— Понятно! — Мамлей ухмыльнулся. — Искать нам, стало быть, молодца ростом с Ивановскую колокольню, годами — либо отрока, либо дряхлого старца, борода рыжая, какая, сказывают, была у Малюты Скуратова, в плечах узок, и на каждой руке — по шесть пальцев… Чего ржешь, как жеребец стоялый? Я такую руку своими глазами видел.
— Нравится мне, как ты его описал, — отсмеявшись, сказал Чекмай. — Но у нас теперь ни одной зацепки не осталось. Выйдешь за ворота — и всякий встречный может оказаться Мишутой Суслом. А что до Густомеса и Блинника… Может статься, было описание их рож, да убрано либо подчищено. Смирной прав — надобно опять брать в Разбойном приказе ворох столбцов. Ежели Супрыга при сверке поправил столбцы Земского приказа, то должен был поправить и столбцы Разбойного приказа, подделав росчерки на обороте столбцов. Но ведь страницы, из коих склеены столбцы Разбойного и Земского приказов, вряд ли совпадают… И можно найти подьячего в Разбойном приказе, который теми делами занимался и делал склейки…
Тут Чекмай задумался.
Он вспомнил, что говорил князь об измене, которая угнездилась в Разбойном приказе.

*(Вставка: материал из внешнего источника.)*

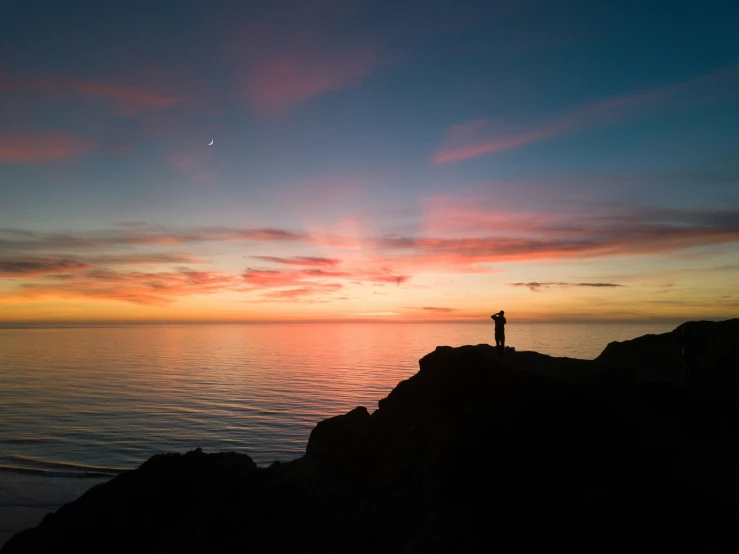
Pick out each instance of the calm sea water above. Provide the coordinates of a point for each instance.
(77, 404)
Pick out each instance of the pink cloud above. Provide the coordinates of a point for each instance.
(275, 84)
(30, 147)
(127, 100)
(482, 137)
(300, 260)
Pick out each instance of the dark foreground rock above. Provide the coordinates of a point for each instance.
(473, 453)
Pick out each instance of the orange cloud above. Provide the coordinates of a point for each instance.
(482, 137)
(155, 289)
(27, 147)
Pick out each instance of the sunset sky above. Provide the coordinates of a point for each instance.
(372, 160)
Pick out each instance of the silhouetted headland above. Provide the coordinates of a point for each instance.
(476, 452)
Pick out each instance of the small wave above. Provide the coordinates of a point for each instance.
(64, 474)
(25, 464)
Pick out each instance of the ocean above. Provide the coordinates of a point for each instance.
(79, 404)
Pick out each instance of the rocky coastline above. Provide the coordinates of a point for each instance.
(476, 452)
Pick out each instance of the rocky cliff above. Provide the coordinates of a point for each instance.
(473, 453)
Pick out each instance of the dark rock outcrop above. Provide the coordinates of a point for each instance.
(473, 453)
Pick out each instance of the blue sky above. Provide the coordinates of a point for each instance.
(440, 154)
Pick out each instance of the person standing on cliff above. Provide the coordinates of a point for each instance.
(500, 322)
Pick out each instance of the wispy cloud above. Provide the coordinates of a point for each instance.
(15, 267)
(124, 99)
(13, 239)
(568, 235)
(433, 309)
(309, 261)
(295, 54)
(30, 147)
(536, 287)
(276, 84)
(482, 137)
(154, 288)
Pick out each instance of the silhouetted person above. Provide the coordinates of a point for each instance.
(499, 319)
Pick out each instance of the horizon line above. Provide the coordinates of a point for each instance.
(134, 323)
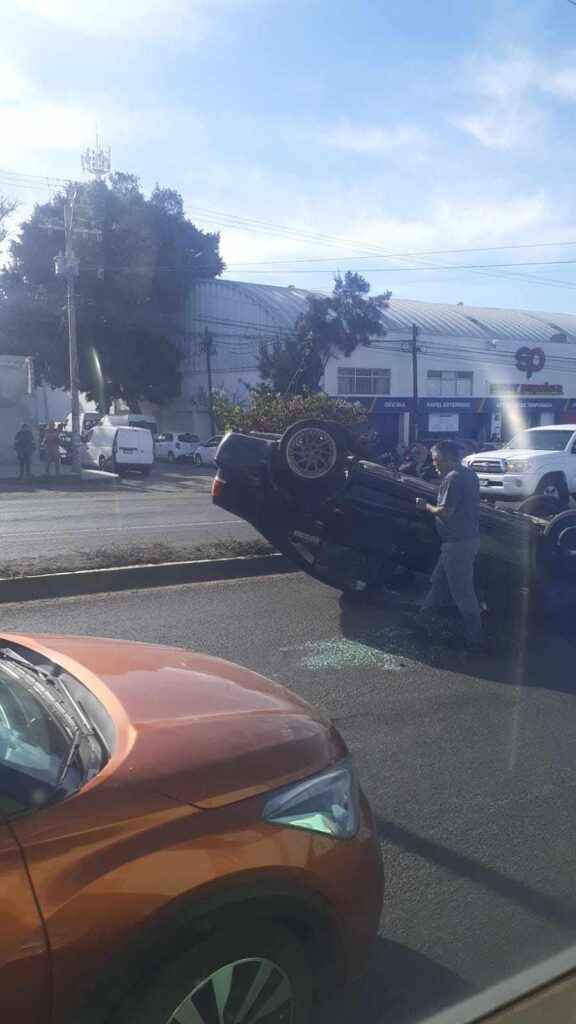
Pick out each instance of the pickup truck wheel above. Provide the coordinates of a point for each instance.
(541, 506)
(560, 537)
(554, 485)
(313, 452)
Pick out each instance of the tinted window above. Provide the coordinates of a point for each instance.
(541, 440)
(32, 747)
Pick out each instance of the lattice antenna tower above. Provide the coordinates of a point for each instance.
(95, 160)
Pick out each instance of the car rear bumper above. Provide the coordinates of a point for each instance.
(506, 485)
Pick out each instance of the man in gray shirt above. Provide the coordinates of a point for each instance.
(456, 517)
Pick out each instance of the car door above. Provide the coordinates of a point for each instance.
(212, 446)
(87, 450)
(25, 974)
(571, 468)
(163, 444)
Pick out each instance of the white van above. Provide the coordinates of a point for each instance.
(131, 420)
(119, 449)
(87, 421)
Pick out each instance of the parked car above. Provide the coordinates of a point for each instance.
(119, 449)
(87, 421)
(130, 420)
(206, 451)
(65, 441)
(538, 461)
(174, 446)
(465, 445)
(175, 832)
(351, 523)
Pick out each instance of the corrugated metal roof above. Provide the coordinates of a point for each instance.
(284, 305)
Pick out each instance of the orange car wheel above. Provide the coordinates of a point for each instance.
(257, 972)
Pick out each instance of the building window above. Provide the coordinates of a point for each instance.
(449, 383)
(358, 380)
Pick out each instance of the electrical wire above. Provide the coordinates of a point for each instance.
(233, 220)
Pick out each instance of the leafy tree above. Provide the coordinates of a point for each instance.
(136, 256)
(333, 325)
(273, 413)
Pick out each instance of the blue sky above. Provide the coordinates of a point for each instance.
(383, 126)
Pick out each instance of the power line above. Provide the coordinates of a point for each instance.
(233, 220)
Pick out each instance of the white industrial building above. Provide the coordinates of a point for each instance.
(17, 403)
(481, 371)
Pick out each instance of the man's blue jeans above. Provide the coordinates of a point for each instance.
(453, 578)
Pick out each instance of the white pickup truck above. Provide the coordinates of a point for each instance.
(539, 461)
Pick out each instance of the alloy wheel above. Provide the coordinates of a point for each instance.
(245, 991)
(311, 454)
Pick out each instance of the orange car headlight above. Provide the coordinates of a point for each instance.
(326, 803)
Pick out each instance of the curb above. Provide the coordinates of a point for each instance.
(139, 577)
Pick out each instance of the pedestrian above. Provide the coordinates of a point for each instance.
(51, 449)
(24, 446)
(402, 450)
(419, 455)
(456, 515)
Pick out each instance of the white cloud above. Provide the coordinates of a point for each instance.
(358, 138)
(506, 118)
(13, 84)
(508, 114)
(131, 18)
(561, 83)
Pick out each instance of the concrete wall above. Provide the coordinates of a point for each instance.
(17, 402)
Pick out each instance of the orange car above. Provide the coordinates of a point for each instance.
(181, 841)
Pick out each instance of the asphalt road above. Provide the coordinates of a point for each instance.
(172, 510)
(469, 766)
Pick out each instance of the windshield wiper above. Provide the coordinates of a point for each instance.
(71, 756)
(77, 726)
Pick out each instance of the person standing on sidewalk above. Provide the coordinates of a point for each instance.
(456, 515)
(51, 449)
(24, 446)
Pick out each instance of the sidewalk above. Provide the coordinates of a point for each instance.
(66, 481)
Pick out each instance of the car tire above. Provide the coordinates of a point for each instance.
(191, 977)
(312, 453)
(554, 485)
(541, 506)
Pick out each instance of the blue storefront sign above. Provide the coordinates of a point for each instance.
(385, 404)
(488, 404)
(492, 404)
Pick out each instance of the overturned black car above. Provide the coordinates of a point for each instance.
(353, 523)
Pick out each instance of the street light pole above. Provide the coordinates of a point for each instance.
(71, 272)
(207, 346)
(413, 431)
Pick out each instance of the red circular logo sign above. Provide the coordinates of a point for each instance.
(530, 360)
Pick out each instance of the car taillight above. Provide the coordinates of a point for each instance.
(217, 486)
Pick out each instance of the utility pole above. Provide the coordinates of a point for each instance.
(413, 432)
(207, 346)
(68, 266)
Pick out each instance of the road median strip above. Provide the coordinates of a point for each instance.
(103, 581)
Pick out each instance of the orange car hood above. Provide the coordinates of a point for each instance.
(196, 728)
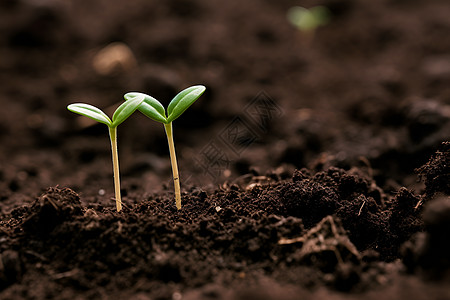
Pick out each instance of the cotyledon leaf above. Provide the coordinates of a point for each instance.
(183, 100)
(151, 107)
(126, 109)
(90, 111)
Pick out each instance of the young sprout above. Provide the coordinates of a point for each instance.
(307, 20)
(121, 114)
(153, 109)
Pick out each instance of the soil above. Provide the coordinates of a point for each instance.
(315, 166)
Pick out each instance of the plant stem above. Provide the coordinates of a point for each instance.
(173, 160)
(115, 158)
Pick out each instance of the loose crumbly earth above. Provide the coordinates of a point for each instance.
(316, 166)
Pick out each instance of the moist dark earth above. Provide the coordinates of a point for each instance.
(315, 166)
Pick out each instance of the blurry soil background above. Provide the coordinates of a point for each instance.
(314, 167)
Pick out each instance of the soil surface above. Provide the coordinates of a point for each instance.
(315, 166)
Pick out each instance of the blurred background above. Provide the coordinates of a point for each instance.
(367, 87)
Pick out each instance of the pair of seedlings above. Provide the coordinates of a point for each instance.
(153, 109)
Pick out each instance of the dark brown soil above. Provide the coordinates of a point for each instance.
(314, 167)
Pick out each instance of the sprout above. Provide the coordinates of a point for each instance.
(153, 109)
(121, 114)
(308, 20)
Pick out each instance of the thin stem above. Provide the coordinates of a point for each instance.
(173, 160)
(115, 158)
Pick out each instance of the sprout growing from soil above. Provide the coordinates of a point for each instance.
(153, 109)
(308, 20)
(121, 114)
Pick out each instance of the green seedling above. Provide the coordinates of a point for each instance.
(121, 114)
(308, 20)
(153, 109)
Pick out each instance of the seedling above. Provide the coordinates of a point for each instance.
(153, 109)
(121, 114)
(308, 20)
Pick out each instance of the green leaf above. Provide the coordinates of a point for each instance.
(126, 109)
(151, 107)
(183, 100)
(91, 112)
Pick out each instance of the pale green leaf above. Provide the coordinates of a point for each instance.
(183, 100)
(91, 112)
(126, 109)
(151, 107)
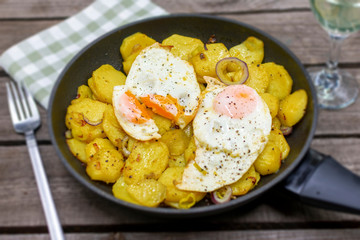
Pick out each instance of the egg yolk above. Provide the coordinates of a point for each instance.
(167, 107)
(132, 109)
(236, 101)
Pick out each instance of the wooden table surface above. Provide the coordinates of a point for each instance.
(84, 215)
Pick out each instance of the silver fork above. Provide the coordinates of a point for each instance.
(26, 119)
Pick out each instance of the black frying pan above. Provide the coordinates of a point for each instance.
(309, 181)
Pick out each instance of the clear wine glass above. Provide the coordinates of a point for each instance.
(336, 88)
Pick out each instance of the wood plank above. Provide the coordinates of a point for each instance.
(12, 9)
(301, 234)
(20, 205)
(302, 34)
(17, 9)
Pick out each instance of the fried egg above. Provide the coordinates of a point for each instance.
(133, 117)
(165, 83)
(231, 129)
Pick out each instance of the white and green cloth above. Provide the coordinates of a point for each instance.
(38, 60)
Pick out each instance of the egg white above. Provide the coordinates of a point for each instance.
(157, 71)
(226, 147)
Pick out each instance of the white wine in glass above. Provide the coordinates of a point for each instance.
(336, 88)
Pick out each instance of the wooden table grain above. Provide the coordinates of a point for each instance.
(85, 215)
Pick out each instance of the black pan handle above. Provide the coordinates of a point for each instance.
(323, 182)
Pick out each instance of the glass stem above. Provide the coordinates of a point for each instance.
(334, 55)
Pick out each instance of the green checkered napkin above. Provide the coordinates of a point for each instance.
(38, 60)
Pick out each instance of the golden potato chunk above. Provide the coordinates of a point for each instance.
(177, 161)
(292, 108)
(176, 140)
(147, 160)
(250, 51)
(77, 148)
(112, 128)
(189, 153)
(276, 123)
(91, 110)
(277, 137)
(258, 78)
(280, 82)
(134, 44)
(272, 102)
(104, 79)
(119, 190)
(106, 165)
(246, 183)
(183, 46)
(84, 92)
(148, 192)
(269, 161)
(183, 199)
(205, 61)
(81, 130)
(94, 146)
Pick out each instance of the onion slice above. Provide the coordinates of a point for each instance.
(286, 130)
(221, 195)
(232, 71)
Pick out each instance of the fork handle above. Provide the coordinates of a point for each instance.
(52, 219)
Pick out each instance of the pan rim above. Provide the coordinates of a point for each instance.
(196, 211)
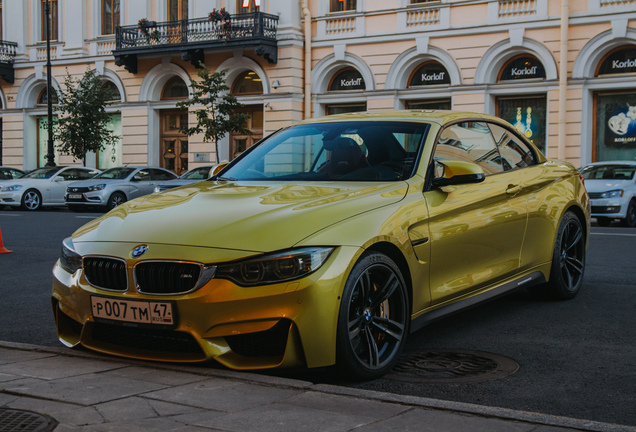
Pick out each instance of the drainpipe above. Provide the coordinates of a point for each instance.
(307, 27)
(563, 78)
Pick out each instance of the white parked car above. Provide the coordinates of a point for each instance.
(42, 187)
(192, 176)
(612, 190)
(115, 186)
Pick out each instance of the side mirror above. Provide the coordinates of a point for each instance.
(448, 173)
(217, 169)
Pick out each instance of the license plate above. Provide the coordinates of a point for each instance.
(133, 311)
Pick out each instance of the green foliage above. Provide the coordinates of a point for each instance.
(216, 115)
(82, 123)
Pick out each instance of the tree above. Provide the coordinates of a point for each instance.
(82, 125)
(217, 115)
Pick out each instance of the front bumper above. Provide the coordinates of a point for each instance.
(281, 325)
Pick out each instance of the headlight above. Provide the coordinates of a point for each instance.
(275, 268)
(612, 194)
(70, 260)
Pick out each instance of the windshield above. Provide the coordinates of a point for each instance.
(43, 173)
(197, 174)
(115, 173)
(342, 151)
(608, 172)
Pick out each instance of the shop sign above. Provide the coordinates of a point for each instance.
(527, 115)
(431, 73)
(621, 61)
(526, 67)
(348, 79)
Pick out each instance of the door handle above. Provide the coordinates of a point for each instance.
(513, 190)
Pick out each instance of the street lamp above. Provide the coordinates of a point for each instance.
(50, 156)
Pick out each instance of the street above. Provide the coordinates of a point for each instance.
(576, 358)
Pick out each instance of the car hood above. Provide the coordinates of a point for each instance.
(607, 185)
(248, 216)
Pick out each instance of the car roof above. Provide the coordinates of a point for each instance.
(428, 116)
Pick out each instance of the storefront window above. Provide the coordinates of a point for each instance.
(430, 73)
(620, 61)
(615, 126)
(528, 115)
(521, 68)
(347, 79)
(342, 5)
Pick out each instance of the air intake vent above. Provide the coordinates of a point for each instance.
(106, 273)
(165, 277)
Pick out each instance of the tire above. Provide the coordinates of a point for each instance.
(31, 200)
(568, 259)
(630, 217)
(373, 320)
(603, 221)
(116, 199)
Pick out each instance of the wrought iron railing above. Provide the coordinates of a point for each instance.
(8, 51)
(199, 30)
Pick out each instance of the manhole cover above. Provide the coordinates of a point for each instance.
(452, 367)
(12, 420)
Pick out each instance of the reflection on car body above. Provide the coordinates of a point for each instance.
(328, 243)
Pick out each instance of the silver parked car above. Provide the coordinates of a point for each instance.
(612, 189)
(115, 186)
(192, 176)
(42, 187)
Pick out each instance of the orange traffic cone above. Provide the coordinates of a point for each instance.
(2, 248)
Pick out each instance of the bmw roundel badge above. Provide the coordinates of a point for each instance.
(139, 251)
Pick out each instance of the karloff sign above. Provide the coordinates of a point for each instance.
(620, 61)
(526, 67)
(347, 79)
(431, 73)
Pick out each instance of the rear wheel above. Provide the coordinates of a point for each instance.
(115, 199)
(603, 221)
(630, 218)
(31, 200)
(374, 318)
(568, 261)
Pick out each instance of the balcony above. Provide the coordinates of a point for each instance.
(193, 37)
(8, 51)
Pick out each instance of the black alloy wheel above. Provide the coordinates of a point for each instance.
(568, 262)
(374, 318)
(630, 217)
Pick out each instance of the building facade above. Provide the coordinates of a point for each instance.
(563, 72)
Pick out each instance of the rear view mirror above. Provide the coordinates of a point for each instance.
(449, 173)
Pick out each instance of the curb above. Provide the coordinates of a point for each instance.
(282, 382)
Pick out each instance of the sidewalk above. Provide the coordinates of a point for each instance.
(86, 392)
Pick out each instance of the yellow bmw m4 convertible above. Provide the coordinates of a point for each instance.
(327, 243)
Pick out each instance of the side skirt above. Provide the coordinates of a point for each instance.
(534, 278)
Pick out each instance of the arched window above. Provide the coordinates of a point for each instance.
(175, 88)
(621, 60)
(247, 83)
(347, 79)
(522, 67)
(113, 91)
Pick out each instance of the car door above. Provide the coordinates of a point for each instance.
(476, 230)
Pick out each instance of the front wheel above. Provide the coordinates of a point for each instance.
(374, 318)
(568, 261)
(630, 217)
(31, 200)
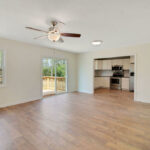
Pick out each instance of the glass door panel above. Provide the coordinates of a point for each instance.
(61, 67)
(48, 76)
(54, 76)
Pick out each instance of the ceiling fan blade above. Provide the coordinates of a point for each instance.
(71, 34)
(61, 40)
(40, 37)
(36, 29)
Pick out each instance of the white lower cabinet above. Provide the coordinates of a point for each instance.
(125, 83)
(102, 82)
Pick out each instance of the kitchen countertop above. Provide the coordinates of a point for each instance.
(110, 76)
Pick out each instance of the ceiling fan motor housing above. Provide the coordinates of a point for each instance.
(54, 34)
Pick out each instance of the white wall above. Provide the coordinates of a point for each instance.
(85, 69)
(23, 70)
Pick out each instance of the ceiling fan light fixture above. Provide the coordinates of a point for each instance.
(54, 35)
(97, 42)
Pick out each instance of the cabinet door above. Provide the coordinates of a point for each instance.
(95, 64)
(98, 64)
(106, 65)
(125, 83)
(131, 59)
(105, 82)
(126, 64)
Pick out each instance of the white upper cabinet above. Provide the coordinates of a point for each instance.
(117, 62)
(106, 65)
(126, 64)
(132, 60)
(125, 83)
(98, 64)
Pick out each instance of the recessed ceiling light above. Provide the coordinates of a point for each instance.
(97, 42)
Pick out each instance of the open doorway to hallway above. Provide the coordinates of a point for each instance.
(115, 73)
(54, 76)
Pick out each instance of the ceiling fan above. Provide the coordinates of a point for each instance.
(53, 33)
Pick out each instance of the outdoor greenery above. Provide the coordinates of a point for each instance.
(49, 69)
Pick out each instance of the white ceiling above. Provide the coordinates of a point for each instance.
(118, 23)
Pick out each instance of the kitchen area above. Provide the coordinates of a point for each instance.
(114, 73)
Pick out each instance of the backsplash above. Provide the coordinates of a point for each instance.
(105, 73)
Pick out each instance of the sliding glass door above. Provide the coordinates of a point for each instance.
(61, 75)
(54, 76)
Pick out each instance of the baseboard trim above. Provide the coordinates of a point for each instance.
(17, 103)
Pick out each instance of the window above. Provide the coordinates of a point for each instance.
(1, 68)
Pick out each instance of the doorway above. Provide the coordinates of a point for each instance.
(54, 76)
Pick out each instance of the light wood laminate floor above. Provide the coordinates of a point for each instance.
(107, 120)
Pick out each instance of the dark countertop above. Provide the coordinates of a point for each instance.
(110, 76)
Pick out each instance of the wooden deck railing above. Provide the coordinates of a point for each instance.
(49, 83)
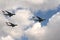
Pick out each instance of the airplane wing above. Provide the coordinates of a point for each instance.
(38, 17)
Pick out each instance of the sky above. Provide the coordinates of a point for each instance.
(27, 29)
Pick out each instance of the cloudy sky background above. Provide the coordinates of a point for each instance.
(29, 29)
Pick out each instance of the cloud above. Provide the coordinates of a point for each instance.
(33, 4)
(22, 19)
(50, 32)
(7, 38)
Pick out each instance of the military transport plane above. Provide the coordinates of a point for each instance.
(38, 19)
(8, 13)
(11, 24)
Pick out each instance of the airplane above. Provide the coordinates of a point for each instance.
(38, 19)
(9, 13)
(11, 24)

— Что, коли у Супрыги там есть сообщник? — спросил он.
— Не диво, коли есть, — согласился Мамлей. — Старые подьячие обоих приказов, может статься, за двадцать лет уж чуть ли не кровью повязаны. И много чего знают друг про дружку, особенно — о том, что при ляхах делалось.
— Знают — да не скажут, — буркнул Чекмай.
— То-то и оно… А еще, Чекмаюшко, спроси-ка Смирного с Гаврилой, не попадалось ли им имечко — Гуляй Серебрянник.
— Кто таков?
— Я сам не ведаю, кто таков. А в пору своего пономарского служения слышал — одна баба часто приходила заказывать сорокоуст за упокой то ли мужа, а то ли брата, и вслух молилась — просила Господа покарать лиходея Серебрянника, «а имя же его ты, Господи, веси».
— Спрошу непременно. А ты загляни-ка в тот храм Божий, вдруг увидишь ту бабу. Расспроси ее. Понимаю — не каждый день она приходит. А ты спроси старух, что возле свечного ящика целыми днями околачиваются. Я знаю от князя только то, что разбойничьи атаманы, сдается, ведущие в Москву дороги меж собой поделили, и это теперь их вотчины. Чего доброго, в духовной деткам отписывать станут: старшему двадцать верст по Стромынке, среднему — десять, дочке в приданое — пять…
Ластуха рассмеялся.
— Это все — завтра, завтра, а сейчас я — на поварню! Ну, что за служба такая! Сговорился с гладкой бабой — и никак с ней встретиться в тихом месте не могу…
Мамлей ушел. А Чекмай лег на свою лавку и вытянулся во весь рост — аж косточки хрустнули.